Toda quinta-feira vou dormir um pouquinho mais deprimida. Exatamente toda quinta- feira. Virginiana exemplar, sou bastante metódica, até mesmo neste ritual de depressão semanal: janto, vejo a novela e espero ansiosamente pelo seriado “A grande família”. E aí, deprimo.

Explico: eu quero um Lineu! Não precisa nem ter a estampa do Marco Nanini (o que não seria nada desagradável), mas precisa ser um autêntico Lineu. Um desses homens que são leais, responsáveis, sensatos, sensíveis, carinhosos. Politicamente corretos até. Humorados na medida certa. A fiel da balança, felizes consigo mesmo. 

Cansei daqueles que cerram os punhos quando se irritam com outros homens nas ruas, nas festas, nos esbarrões. Esses eu deixo para as meninas de 17 anos, envolvidas que estão em seus sonhos adolescentes. Que elas desfilem por aí com seus bad boys, como se fizessem parte de um filminho americano qualquer. Eu quero é o sujeito boa-praça, o amigo de todo mundo, o que sempre faz parte da turma do deixa disso. É vital que ele não atire nunca a primeira pedra.

Quero um Lineu que, em sendo negro ou branco, sinta-se lindo e muito capaz. E que procure seu elo com a África, com a Ásia e com o resto do mundo. Que, sendo carioca, ame essa cidade mas sinta uma dor profunda por não ser baiano ou mineiro ao mesmo tempo, por exemplo. Que goste dos clássicos mas admire o alternativo, ou vice-versa. Que ouça rock, MPB, funk, forró, pagode e axé. Ainda que curta apenas um dos estilos e os demais sirvam apenas como pano de fundo para uma faxina no quarto ou de trilha sonora em um churrasco com minhas amigas. 

Vale dizer que o meu Lineu não bebe, não fuma, não joga papel no chão, não conta piada racista, não critica o cinema nacional só por criticar, não fura fila, não dá volta em ninguém. O meu Lineu desde o primeiro beijo me confessa que jamais bateria em nossos filhos, ainda que eles destruíssem parte de sua coleção mais querida de discos ou revistas.

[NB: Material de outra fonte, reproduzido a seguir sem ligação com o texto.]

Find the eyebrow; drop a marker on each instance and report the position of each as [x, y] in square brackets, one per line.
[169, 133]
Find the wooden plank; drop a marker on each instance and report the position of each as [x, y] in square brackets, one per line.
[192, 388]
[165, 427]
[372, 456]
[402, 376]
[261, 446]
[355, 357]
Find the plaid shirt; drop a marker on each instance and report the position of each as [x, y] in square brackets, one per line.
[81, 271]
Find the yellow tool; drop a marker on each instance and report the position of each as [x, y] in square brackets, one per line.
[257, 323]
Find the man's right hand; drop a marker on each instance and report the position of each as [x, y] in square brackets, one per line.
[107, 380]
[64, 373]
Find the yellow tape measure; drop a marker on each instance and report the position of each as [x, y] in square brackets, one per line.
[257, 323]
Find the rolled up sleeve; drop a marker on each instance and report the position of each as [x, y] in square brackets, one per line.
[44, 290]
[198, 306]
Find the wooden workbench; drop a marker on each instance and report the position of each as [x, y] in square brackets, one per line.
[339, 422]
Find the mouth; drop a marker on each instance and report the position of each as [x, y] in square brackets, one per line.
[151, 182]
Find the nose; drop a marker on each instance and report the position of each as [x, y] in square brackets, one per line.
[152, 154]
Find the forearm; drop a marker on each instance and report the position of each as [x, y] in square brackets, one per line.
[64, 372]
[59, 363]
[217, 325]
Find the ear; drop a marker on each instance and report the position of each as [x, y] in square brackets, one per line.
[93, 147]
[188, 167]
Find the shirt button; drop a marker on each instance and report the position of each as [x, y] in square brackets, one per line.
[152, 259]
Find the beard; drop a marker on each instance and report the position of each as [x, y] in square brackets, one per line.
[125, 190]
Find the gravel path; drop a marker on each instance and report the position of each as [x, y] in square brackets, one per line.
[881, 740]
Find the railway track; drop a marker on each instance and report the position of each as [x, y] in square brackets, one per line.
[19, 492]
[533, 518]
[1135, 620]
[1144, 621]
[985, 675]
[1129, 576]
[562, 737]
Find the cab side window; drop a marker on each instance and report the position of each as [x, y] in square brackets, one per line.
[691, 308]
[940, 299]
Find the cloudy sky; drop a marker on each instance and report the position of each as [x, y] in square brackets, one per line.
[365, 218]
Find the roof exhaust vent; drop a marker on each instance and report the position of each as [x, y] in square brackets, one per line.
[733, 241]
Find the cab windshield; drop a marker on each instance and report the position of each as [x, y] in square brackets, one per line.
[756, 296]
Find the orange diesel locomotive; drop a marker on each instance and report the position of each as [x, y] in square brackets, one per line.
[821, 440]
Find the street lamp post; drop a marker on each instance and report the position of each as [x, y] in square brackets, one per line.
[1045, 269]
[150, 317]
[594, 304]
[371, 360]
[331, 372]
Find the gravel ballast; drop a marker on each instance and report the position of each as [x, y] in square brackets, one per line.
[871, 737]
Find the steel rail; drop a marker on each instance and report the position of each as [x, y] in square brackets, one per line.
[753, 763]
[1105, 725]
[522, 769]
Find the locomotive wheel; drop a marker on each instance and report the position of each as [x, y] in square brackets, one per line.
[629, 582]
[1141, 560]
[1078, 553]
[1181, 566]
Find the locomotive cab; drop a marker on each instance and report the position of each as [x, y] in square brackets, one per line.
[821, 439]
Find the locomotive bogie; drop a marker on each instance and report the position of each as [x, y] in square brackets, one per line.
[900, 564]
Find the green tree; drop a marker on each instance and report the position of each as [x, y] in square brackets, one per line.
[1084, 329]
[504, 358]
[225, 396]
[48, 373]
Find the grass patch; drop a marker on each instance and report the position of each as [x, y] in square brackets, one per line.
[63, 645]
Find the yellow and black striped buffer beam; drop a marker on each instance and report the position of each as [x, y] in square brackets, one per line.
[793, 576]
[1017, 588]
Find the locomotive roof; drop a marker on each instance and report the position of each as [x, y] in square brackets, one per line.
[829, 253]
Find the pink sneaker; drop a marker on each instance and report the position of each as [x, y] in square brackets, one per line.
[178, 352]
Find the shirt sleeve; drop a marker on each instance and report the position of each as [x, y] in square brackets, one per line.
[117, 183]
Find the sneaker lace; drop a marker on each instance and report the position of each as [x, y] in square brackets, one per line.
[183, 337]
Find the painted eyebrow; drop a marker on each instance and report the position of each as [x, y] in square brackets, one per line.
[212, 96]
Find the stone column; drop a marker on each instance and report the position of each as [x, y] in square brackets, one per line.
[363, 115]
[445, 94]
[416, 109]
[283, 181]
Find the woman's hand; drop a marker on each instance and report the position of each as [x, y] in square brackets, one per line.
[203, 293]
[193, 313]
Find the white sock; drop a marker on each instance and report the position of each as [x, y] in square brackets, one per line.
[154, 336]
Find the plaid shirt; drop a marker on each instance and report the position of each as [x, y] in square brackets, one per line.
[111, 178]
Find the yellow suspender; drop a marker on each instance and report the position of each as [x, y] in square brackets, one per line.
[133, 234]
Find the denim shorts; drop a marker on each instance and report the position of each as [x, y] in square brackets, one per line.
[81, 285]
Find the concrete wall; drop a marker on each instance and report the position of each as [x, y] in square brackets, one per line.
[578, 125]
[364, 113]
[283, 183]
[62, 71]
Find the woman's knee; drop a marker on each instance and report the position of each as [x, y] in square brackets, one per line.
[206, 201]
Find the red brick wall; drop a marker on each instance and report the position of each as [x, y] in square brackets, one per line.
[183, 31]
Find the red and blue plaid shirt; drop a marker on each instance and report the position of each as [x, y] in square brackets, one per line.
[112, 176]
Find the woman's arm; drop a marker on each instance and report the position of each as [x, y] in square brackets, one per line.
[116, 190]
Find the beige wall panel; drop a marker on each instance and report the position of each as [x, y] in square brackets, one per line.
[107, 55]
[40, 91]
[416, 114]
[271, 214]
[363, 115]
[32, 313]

O meu Lineu não odeia exatamente ginastica e esportes. Ele curte uma preguiça gostosa, dessas que não promovem um atentado contra a saúde de ninguém. O meu Lineu come com prazer: não tem a menor noção de quantas calorias pode ter um alimento mas sabe que lata de óleo não precisa ser um item básico na cozinha de uma pessoa. Ele sabe, inclusive, que fritura só é gostosa de se comer na rua, onde não tem fumaça e gordura impregnando a casa da gente. O meu Lineu gosta de restaurantes, e o que é melhor: ele freqüenta comigo!

O meu Lineu não precisa ganhar bem. Pode até fazer a linha de quem está constantemente “redefinindo o orçamento doméstico”. Só importa que ele saiba viver a vida, mantendo tudo em dia. Um Lineu organizado vale mais que dez Brad Pits maus pagadores. Se possível, que a gente tenha sempre alguns trocados que dê para fazer aquela viagem que a gente anda merecendo, para cobrir o cheque da lente de contato que rasgou e eu preciso urgentemente de outra, para ir até a praia ver o Lulu Santos tocar a música nova e dar uma lembrancinha para nossa afilhada, que afinal é uma gracinha. Em matéria de dinheiro, o meu Lineu é um sábio.

Pouco mais eu teria a acrescentar a este perfil. Umas toalhas molhadas espalhadas na cama, tampa do vaso levantada, resto de fio dental na pia. Sim, eu até vislumbro estes pequenos defeitos do meu Lineu. Um comportamento totalmente suportável diante de tanta personalidade. E neste meu sonho a se realizar, falta apenas uma saber coisa. Aliás, duas: nome e sobrenome deste homem.